The truth was, Campbell wasn’t going to be any different today or tomorrow or ten years down the road than he had been on the stand, full of righteous indignation, convinced that he was the best of husbands and fathers. No doubt he would marry again, and probably soon. Certainly he’d have no trouble finding a wife; there were hundreds of women in the city who would give anything for a home of their own. This modest house would look like paradise to an unmarried daughter in a poor household. As it had once looked to Janine, no doubt.

She caught movement from the corner of her eye and saw a woman peeking out from behind the curtains across the way.

“Is Mrs. Stone in the house across the street?”

Jack turned. “She is.”

“I ask because somebody is watching you from the parlor windows.”

She got up to follow Jack, with Oscar trailing behind. A shawl would have been a good idea; her prettiest summer dress was not quite the thing for a call like this one. Maybe she should have gone home, after all. With that thought she realized that she was dreading this conversation. What she remembered of Mrs. Stone on the stand was her willingness to speak her mind and what seemed like real sorrow about Janine Campbell’s death, and they had nothing new to offer her, no information that might relieve her mind.

Then the door opened to Jack’s knock and a man stood there, rotund, his face as pink as a ham, a great shock of white hair and white eyebrows so long that they fell over his eyes like curtains. He had a sweet but vacant smile, a little confused but welcoming.

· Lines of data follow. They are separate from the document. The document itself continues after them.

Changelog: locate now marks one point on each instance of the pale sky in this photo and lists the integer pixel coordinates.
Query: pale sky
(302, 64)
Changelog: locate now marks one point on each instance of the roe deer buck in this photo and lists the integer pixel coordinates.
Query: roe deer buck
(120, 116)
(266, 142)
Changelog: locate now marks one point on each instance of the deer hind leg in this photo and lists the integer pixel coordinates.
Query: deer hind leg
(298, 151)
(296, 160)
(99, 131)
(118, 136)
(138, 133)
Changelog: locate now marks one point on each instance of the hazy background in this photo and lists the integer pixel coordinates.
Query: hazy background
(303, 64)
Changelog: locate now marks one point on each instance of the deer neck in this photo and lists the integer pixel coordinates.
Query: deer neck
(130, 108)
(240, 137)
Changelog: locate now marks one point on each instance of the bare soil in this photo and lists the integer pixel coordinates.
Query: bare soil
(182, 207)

Veterans of the last war were so common on the city streets that their scars and missing limbs were almost invisible, but this man’s injuries could not be overlooked. His left arm had been amputated near the shoulder and the left side of his head was distorted, with a round indentation over the ear that Anna estimated to be an inch deep at its center.

“Mr. Stone?” Oscar’s tone was friendly, unremarkable, respectful, perfectly gauged.

The smile widened to show shiny pink gums with no teeth at all on the left.

“Guten Abend,” he said. “Ich bin Heinrich Steinmauer. Wer seid Ihr?”

Then Mrs. Stone was there, her hand on his shoulder to guide him back into the house. She murmured to the old man in German, and he nodded, smiling at her with great affection.

“Mrs. Stone,” Jack said. “We have a few questions regarding Janine Campbell’s death. May we impose on you for a short while?”

She glanced over her shoulder, unsettled, and then back at them.